The attorney general’s office stated that the state’s open records law permits public agencies a reasonable period to prepare records for release promptly. However, agencies undermine this law when they fail to meet their self-imposed deadlines, as observed by the Corrections Department’s inability to produce 900 pages of records within the initially allotted month.

Assistant Attorney General Marc Manley expressed uncertainty regarding the need for over 26 business days to gather and review 900 pages of records. Even if the department took six business days to request responsive records from correctional facilities, Manley noted that meeting the deadline in the next 20 business days by reviewing approximately 45 pages per day or 6 pages per hour was a feasible task. Decisions from the attorney general’s office hold legal weight in open records matters.

The Herald-Leader requested reports from the Corrections Department on Oct. 19, which detail the findings of internal investigations conducted over the past year regarding employees in charge of the state’s prisons and probation and parole system. In recent years, the newspaper has exposed instances of employee misconduct within the Corrections Department’s sister agency, the Department of Juvenile Justice. These instances include improper sexual behavior, neglect of duties, and excessive use of force on youths.

Juvenile Justice Commissioner Vicki Reed resigned last month, and an independent audit of the state’s juvenile detention centers is scheduled for later this month. In response to the Herald-Leader, the Corrections Department initially stated in a letter that it needed until November 30 to locate and redact responsive records, a date unopposed by the newspaper.

However, the Kentucky Department of Corrections extended the release date to December 21 on November 30, and again to January 4 on December 21. The Herald-Leader objected to the initial delay on November 30 and appealed to the attorney general’s office.

In recent years, Kentucky public agencies have increasingly delayed releasing records, hoping that requesters will abandon their pursuit, according to Amye Bensenhaver, co-director of the Kentucky Open Government Coalition.

State lawmakers amended the open records law in 2021 to explicitly state that public agencies are in violation when seeking “extensive extensions of time” to comply.

Amye Bensenhaver emphasized the worrying nature of this behavior, particularly within the Kentucky Department of Corrections, which had previously received criticism from the Kentucky Supreme Court. The court stated that the department should not rely on internal inefficiencies to hinder legitimate open records requests.

Richard Green, executive editor of the Herald-Leader, emphasized that compliance with state law for the timely release of public documents is mandatory.
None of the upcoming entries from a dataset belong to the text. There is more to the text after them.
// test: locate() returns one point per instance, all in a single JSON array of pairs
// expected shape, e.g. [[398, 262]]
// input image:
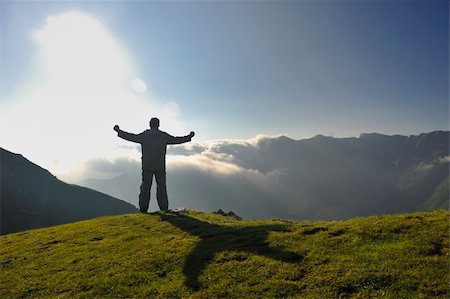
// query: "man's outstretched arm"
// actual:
[[182, 139], [127, 136]]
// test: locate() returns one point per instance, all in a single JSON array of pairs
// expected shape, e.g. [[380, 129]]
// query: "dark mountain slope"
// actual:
[[31, 197]]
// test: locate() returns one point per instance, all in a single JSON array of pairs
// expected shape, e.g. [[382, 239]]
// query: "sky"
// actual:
[[70, 71]]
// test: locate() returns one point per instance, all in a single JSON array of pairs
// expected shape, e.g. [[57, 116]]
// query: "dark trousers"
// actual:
[[161, 192]]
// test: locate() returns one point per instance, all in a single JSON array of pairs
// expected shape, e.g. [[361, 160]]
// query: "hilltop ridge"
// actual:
[[31, 197], [205, 255]]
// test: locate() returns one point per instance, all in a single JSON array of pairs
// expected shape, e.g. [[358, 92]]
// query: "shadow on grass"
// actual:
[[215, 238]]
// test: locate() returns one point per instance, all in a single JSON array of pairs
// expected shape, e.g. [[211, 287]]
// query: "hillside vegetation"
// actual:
[[31, 197], [204, 255]]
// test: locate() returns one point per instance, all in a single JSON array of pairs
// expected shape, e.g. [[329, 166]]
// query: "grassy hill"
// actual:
[[207, 255]]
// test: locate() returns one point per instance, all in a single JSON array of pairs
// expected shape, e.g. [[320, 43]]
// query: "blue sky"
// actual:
[[239, 69]]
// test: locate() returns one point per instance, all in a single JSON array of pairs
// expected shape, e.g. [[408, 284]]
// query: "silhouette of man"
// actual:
[[154, 144]]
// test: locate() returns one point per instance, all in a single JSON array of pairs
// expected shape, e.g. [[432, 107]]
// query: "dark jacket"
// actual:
[[154, 144]]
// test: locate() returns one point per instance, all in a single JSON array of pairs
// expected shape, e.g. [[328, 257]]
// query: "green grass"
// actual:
[[202, 255]]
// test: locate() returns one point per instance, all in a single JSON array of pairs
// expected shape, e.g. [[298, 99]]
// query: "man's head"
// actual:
[[154, 123]]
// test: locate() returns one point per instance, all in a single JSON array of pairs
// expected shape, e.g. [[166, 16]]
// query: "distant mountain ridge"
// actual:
[[31, 197], [317, 178]]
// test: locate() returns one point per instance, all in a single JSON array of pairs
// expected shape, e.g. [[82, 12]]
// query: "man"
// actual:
[[154, 144]]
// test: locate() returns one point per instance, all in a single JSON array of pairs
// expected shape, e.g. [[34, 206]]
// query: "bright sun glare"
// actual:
[[85, 83]]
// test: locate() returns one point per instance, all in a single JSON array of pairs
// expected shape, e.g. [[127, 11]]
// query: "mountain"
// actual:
[[319, 178], [203, 255], [31, 197]]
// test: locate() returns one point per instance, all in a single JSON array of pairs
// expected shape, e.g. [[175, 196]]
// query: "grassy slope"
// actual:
[[207, 255]]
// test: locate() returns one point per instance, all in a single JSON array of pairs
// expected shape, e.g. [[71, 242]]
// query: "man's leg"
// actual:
[[161, 192], [144, 196]]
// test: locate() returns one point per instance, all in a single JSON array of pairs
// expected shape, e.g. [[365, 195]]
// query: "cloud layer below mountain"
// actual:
[[267, 177]]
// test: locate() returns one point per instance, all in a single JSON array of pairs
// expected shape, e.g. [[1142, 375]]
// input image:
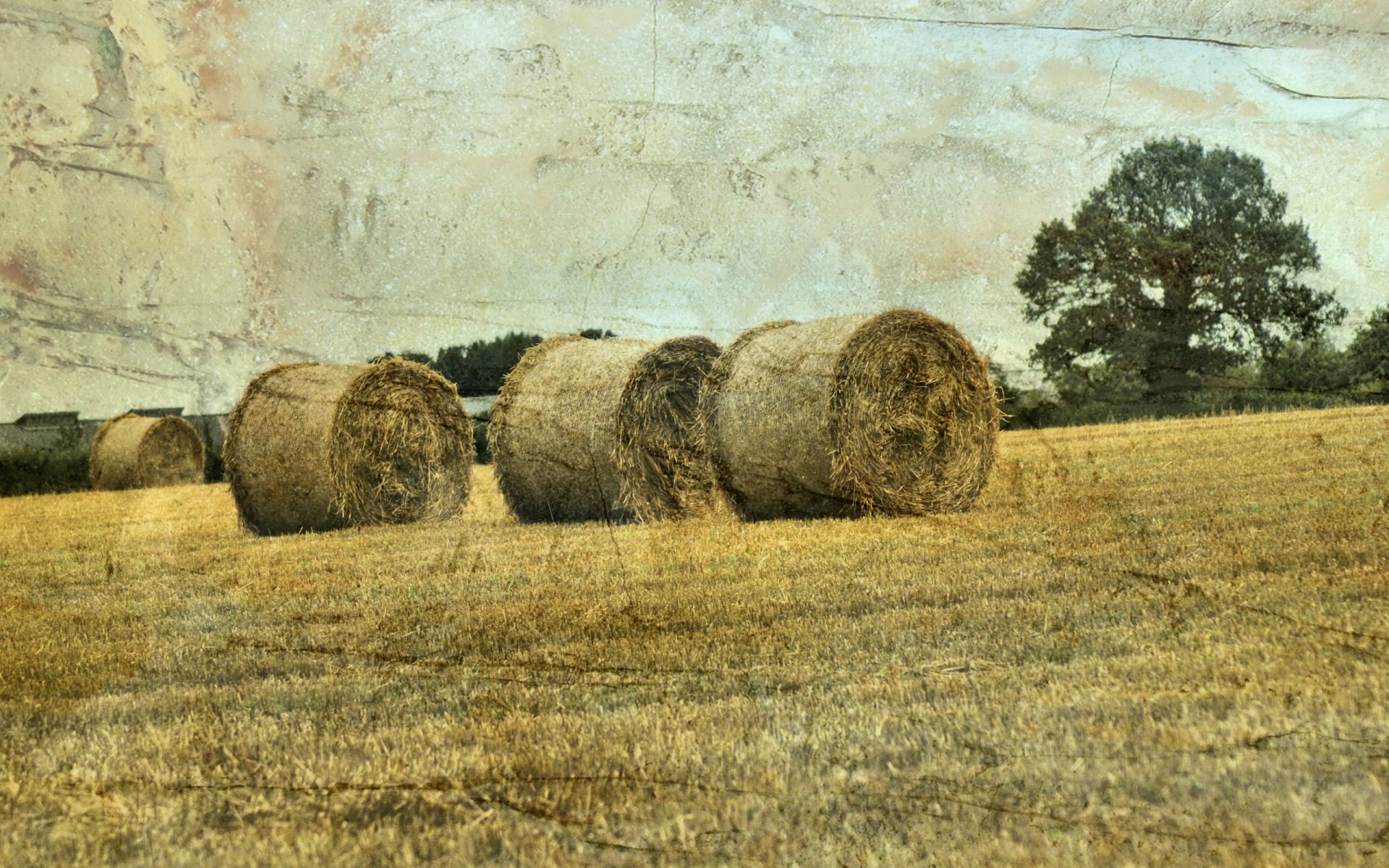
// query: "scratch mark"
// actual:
[[1110, 87], [1306, 95], [1008, 25], [22, 153]]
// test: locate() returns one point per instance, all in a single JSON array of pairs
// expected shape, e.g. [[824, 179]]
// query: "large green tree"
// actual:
[[1180, 265]]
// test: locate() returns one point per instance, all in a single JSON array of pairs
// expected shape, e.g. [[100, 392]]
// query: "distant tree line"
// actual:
[[480, 367], [1177, 289]]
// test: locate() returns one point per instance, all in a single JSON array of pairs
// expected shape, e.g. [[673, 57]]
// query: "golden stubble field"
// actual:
[[1150, 643]]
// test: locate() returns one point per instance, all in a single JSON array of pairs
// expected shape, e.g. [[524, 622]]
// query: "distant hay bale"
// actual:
[[602, 430], [135, 451], [318, 448], [889, 413]]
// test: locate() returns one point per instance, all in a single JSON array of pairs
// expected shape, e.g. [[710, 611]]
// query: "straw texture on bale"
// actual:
[[661, 464], [134, 451], [602, 430], [318, 448], [889, 413]]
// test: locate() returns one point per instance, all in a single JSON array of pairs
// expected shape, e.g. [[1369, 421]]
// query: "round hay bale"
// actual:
[[602, 430], [318, 448], [661, 464], [888, 413], [135, 451]]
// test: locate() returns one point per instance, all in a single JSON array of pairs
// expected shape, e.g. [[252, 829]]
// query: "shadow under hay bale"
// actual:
[[603, 431], [318, 448], [891, 413], [134, 451]]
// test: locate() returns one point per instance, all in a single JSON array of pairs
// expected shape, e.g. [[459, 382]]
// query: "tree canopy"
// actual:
[[1369, 350], [1180, 265]]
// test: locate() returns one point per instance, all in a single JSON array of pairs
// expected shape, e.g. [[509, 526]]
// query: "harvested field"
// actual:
[[1155, 643]]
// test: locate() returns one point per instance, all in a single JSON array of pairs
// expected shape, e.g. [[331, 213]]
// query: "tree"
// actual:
[[485, 363], [1369, 350], [1178, 267], [1306, 365]]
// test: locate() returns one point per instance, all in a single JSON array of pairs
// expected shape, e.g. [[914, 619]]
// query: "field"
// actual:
[[1150, 643]]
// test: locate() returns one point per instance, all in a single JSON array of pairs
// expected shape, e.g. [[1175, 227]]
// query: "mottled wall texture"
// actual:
[[195, 190]]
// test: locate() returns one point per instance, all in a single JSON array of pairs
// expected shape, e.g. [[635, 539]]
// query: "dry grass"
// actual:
[[1152, 643]]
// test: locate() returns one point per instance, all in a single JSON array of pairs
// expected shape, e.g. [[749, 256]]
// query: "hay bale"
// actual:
[[889, 413], [602, 430], [135, 451], [318, 448], [661, 464]]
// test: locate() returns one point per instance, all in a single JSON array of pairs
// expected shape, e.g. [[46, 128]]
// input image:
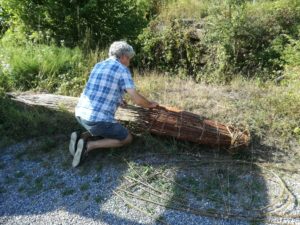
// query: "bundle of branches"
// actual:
[[182, 125], [163, 121]]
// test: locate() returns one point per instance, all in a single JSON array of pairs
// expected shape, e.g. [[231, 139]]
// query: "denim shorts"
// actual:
[[104, 129]]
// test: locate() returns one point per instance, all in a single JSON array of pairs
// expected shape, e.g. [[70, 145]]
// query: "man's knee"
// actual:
[[127, 140]]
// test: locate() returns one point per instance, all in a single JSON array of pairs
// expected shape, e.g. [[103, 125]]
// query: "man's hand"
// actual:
[[123, 103], [140, 100], [153, 105]]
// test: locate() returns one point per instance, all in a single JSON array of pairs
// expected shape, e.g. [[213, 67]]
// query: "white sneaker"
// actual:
[[73, 142]]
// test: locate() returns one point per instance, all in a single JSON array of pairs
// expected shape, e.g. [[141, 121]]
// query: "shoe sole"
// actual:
[[77, 156], [72, 145]]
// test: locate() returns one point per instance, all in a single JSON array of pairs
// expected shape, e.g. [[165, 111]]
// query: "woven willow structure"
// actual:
[[182, 125], [163, 121]]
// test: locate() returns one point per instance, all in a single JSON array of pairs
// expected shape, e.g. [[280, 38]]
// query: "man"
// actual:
[[99, 101]]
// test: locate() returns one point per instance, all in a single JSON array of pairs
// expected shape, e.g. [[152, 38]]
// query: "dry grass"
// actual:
[[269, 111]]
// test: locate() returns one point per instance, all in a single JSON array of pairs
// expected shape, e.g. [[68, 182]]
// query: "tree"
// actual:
[[73, 21]]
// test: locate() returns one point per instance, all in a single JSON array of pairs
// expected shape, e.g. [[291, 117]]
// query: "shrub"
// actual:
[[234, 37]]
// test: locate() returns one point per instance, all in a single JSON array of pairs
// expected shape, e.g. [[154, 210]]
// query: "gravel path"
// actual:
[[40, 187]]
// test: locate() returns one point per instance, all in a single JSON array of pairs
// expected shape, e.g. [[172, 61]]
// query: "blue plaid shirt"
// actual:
[[104, 91]]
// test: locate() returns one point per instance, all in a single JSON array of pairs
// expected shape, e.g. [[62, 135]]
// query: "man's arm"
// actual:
[[139, 99]]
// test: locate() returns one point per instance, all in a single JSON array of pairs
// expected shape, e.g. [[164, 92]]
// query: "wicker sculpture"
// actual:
[[187, 126]]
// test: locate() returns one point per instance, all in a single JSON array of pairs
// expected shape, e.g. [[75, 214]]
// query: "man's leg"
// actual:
[[108, 143]]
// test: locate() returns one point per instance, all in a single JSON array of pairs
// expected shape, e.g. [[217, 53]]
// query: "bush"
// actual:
[[96, 22], [234, 37]]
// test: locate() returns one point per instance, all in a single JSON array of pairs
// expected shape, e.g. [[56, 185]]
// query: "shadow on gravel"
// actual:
[[37, 178]]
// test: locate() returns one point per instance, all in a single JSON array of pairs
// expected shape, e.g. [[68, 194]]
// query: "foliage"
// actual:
[[26, 65], [233, 37], [93, 22]]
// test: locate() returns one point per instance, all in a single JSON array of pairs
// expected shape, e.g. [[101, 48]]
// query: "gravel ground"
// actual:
[[41, 187]]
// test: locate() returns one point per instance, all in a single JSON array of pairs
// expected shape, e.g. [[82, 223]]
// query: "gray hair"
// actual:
[[119, 48]]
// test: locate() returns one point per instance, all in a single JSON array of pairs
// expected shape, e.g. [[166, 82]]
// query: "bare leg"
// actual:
[[85, 135], [108, 143]]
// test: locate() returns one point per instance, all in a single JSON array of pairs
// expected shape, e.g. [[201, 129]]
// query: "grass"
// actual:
[[268, 110]]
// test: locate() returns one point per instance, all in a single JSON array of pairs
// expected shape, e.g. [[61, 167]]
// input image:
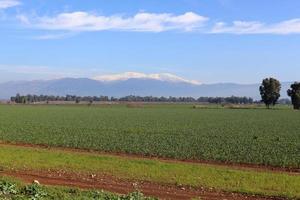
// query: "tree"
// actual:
[[270, 91], [294, 93]]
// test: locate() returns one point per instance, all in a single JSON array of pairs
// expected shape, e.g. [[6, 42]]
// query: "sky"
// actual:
[[207, 41]]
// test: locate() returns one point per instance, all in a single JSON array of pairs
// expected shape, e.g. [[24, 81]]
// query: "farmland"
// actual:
[[253, 136]]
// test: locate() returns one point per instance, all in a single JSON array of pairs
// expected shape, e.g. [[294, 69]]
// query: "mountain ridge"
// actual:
[[131, 86]]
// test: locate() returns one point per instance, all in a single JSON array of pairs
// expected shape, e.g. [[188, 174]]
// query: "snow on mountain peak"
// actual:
[[137, 75]]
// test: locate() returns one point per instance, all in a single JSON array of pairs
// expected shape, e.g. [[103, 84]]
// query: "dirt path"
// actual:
[[121, 186], [241, 166]]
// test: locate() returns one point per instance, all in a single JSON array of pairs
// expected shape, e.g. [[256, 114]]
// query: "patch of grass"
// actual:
[[174, 131], [11, 190], [219, 177]]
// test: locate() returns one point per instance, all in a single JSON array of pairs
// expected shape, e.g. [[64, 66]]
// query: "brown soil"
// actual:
[[241, 166], [121, 186]]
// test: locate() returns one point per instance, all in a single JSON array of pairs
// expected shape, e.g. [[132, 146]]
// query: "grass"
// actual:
[[219, 177], [260, 136], [15, 190]]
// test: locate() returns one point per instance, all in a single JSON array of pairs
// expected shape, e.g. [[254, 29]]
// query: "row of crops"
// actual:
[[268, 137]]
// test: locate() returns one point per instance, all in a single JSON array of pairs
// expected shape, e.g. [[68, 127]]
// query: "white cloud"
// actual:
[[253, 27], [130, 75], [148, 22], [9, 3]]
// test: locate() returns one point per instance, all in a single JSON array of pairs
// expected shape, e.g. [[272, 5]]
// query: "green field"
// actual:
[[11, 189], [260, 136]]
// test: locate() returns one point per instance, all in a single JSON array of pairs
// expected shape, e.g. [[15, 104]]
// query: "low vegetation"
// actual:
[[153, 170], [257, 136], [14, 190]]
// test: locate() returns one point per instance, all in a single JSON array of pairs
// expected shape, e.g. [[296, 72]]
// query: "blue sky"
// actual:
[[205, 40]]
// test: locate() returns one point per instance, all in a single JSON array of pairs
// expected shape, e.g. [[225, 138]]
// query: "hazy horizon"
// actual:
[[203, 41]]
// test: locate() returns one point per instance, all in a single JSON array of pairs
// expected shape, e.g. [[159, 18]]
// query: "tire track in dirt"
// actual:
[[122, 186], [239, 166]]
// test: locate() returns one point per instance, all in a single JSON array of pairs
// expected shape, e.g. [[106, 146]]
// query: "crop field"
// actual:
[[255, 136]]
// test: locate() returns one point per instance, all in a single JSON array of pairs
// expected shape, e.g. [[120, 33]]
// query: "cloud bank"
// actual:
[[142, 21], [254, 27], [72, 22]]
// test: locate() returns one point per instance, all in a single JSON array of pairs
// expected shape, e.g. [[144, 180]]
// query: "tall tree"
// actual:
[[270, 91], [294, 93]]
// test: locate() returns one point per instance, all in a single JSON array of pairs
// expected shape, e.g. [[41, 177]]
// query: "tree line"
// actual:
[[270, 92], [131, 98]]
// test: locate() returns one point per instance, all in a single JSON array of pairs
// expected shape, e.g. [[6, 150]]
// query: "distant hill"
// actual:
[[131, 86]]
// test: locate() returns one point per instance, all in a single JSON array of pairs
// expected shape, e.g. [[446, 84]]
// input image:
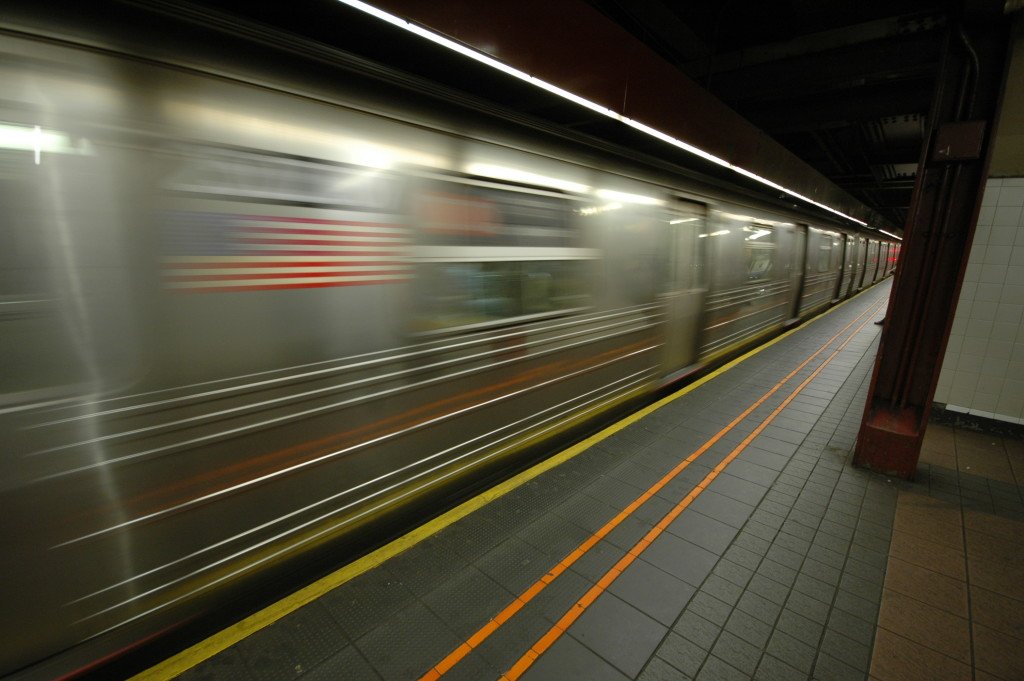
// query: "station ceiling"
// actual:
[[845, 85]]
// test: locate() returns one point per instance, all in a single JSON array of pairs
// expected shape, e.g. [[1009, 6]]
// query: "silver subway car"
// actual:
[[243, 318]]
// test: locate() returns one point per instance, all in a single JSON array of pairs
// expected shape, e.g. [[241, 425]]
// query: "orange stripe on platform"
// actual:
[[460, 652], [546, 641]]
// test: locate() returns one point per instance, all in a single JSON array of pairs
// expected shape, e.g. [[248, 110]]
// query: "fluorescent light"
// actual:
[[516, 175], [34, 138], [595, 210], [587, 103], [611, 195]]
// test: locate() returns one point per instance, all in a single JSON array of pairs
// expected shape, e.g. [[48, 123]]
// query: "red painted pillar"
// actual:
[[939, 231]]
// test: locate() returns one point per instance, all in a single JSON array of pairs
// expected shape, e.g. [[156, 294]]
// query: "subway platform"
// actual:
[[720, 534]]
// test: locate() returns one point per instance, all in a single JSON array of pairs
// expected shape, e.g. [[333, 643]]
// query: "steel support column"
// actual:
[[939, 230]]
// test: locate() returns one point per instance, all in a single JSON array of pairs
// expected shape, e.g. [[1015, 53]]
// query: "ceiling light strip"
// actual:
[[565, 94]]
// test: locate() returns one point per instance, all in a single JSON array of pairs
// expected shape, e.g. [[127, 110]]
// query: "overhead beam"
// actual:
[[842, 69], [939, 232]]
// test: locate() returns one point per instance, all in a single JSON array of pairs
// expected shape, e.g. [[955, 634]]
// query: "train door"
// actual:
[[849, 267], [858, 275], [685, 287], [872, 262], [798, 256]]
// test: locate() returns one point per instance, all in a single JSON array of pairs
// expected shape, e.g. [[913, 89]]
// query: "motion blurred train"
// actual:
[[247, 313]]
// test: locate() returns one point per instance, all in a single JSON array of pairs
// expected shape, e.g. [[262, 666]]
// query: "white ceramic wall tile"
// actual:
[[962, 389], [979, 252], [983, 370], [993, 367], [1012, 293], [1014, 274], [978, 329], [1004, 331], [999, 349], [996, 255], [1010, 405], [971, 363], [1011, 196], [984, 218], [994, 274], [985, 293], [1010, 313], [984, 401], [991, 195], [983, 310], [1016, 370], [1006, 216], [1004, 233]]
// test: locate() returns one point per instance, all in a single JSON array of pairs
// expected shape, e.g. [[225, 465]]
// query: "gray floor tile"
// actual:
[[619, 633], [568, 658], [680, 558], [706, 531], [652, 591]]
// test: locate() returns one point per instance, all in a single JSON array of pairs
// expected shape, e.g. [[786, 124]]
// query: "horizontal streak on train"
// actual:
[[216, 481], [251, 263], [349, 272], [186, 288]]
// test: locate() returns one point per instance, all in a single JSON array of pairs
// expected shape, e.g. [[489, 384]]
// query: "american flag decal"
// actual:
[[207, 252]]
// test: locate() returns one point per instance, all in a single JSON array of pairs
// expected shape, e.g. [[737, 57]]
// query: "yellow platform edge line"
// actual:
[[220, 641]]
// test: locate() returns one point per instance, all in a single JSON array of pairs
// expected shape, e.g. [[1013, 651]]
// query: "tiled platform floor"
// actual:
[[780, 569], [953, 597]]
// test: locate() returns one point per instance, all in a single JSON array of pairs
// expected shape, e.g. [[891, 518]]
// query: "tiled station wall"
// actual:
[[983, 370]]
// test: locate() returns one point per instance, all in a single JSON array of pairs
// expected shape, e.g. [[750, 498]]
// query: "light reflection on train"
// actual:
[[237, 323]]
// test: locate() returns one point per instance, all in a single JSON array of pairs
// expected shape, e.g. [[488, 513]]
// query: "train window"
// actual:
[[465, 294], [824, 257], [214, 172], [492, 254], [759, 247], [457, 214]]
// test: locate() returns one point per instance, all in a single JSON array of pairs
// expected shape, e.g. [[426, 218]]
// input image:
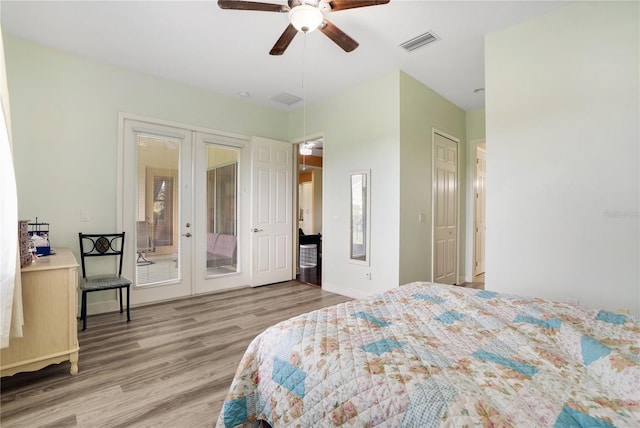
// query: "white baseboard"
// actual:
[[344, 291]]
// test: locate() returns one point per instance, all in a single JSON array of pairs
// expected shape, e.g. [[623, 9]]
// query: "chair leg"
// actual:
[[83, 310], [128, 298]]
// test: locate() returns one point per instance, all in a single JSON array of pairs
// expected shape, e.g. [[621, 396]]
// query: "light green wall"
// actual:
[[361, 131], [563, 169], [65, 122], [422, 110], [475, 135], [65, 115], [475, 124]]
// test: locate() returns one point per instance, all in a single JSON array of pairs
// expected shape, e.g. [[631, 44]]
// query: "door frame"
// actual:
[[195, 135], [435, 131], [479, 144]]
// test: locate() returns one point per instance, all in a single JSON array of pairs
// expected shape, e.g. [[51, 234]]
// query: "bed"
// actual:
[[427, 355]]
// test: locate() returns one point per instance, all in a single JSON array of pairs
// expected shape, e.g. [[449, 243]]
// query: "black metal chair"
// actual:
[[101, 245]]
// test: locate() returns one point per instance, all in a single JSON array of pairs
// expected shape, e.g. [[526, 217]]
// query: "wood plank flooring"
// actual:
[[170, 366]]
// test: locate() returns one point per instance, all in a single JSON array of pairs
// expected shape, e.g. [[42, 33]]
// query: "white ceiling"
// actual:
[[227, 51]]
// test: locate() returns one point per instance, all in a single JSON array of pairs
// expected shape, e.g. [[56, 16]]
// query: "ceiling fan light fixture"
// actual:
[[305, 18]]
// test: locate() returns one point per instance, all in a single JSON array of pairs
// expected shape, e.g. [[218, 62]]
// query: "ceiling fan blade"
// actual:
[[283, 42], [338, 36], [351, 4], [252, 5]]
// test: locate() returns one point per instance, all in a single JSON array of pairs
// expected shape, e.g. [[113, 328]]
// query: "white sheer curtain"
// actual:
[[10, 290]]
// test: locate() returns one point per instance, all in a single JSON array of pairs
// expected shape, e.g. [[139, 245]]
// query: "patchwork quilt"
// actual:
[[430, 355]]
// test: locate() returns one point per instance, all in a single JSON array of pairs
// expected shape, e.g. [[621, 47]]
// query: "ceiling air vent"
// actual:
[[286, 98], [421, 40]]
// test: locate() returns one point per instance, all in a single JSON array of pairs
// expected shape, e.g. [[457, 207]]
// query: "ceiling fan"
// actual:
[[305, 16]]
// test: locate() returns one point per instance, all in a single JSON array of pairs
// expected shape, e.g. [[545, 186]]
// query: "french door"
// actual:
[[180, 206]]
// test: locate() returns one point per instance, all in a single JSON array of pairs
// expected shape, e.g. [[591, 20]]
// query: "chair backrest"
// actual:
[[101, 245]]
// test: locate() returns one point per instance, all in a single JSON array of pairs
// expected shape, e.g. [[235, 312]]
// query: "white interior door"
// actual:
[[480, 226], [445, 209], [271, 211]]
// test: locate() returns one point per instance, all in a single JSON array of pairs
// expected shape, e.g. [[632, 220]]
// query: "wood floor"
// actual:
[[170, 366]]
Green underscored the rights granted by state law to taxpayers, residents, and media organizations like the Herald-Leader to access records for a state-determined and reasonable period of time.

Green criticized non-compliance with the law as unacceptable and insulting to taxpayers who fund state agencies with high expectations of performance. The Herald-Leader, as a watchdog for readers and Kentucky taxpayers, plays a crucial role in ensuring state government operates as it should.

Green called on Governor Beshear to heed the attorney general’s ruling, urging intervention for the immediate release of the records.